Recall, distortion means that if the distance between any two points in the original space is \(\delta\), then in the new space, the distance is \((1 \pm \epsilon)\delta\).

Proof: Let \(A \in \mathbb{R}^{m \times d}\) be a matrix with entries chosen i.i.i. \(\mathcal{N}(0, 1/m)\). Define \(f(x)= Ax\). WLOG, because an isotropic Gaussian is rotationally symmetric, for any two \(x, y\), we can think of \(x - y = ||x - y||_2 e_1\), where \(e_1\) is the first canonical basis vector. Our goal is to show \(||A (x - y)||_2 = (1 \pm \epsilon) ||x - y|| \Leftrightarrow ||A e_1|| = (1 \pm \epsilon)\).

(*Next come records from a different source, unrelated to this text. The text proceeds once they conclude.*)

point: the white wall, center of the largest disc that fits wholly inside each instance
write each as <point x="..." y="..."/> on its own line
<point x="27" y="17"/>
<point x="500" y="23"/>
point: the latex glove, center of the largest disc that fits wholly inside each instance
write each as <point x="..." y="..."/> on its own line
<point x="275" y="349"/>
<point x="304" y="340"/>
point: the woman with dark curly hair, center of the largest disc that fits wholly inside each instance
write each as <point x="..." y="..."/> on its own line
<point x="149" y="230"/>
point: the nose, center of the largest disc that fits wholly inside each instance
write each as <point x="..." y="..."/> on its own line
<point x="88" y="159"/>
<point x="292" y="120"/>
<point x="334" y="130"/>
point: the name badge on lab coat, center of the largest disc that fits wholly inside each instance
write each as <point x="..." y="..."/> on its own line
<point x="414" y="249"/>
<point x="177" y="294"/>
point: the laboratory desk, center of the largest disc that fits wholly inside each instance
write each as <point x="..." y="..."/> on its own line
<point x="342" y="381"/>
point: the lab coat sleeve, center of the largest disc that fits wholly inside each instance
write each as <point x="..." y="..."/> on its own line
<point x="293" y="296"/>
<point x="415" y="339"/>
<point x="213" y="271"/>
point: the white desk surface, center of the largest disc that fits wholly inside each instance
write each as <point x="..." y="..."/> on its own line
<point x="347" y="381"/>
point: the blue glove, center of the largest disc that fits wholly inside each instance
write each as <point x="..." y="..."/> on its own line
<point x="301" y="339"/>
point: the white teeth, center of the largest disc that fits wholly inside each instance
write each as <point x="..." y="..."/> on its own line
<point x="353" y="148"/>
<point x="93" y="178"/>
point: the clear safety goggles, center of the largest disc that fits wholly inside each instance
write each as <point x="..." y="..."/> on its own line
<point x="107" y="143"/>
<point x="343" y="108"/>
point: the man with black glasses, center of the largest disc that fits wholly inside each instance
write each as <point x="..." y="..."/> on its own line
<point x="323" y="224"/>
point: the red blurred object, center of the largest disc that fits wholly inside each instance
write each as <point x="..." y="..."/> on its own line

Now, we just need to consider the first column of \(A\) in our rotated system. We can use a Chernoff-style claim: If \(Z_1, ..., Z_m \sim N(0, 1)\), then \(\mathbb{P}[\sum Z_i^2 > (1+\epislon)m] \leq \exp(- m \epsilon^2 / 8)\). Thus, for any pair \(x, y\), the probability \(A(x -y)\) is distorted by \(\epsilon\) decays exponentially in \(\epsilon\). By a union bound, we have:

\[\mathbb{P}[\exists x, y \in X s.t. ||A (x-y)||_2 \geq (1+\epsilon) ||x - y||_2] \leq n^2 \exp(-m\epsilon^2/8)\]

Choose \(m = O(\log(n)/\epsilon^2)\) and we’re good. A similar argument holds for the lower bound \(1-\epsilon\).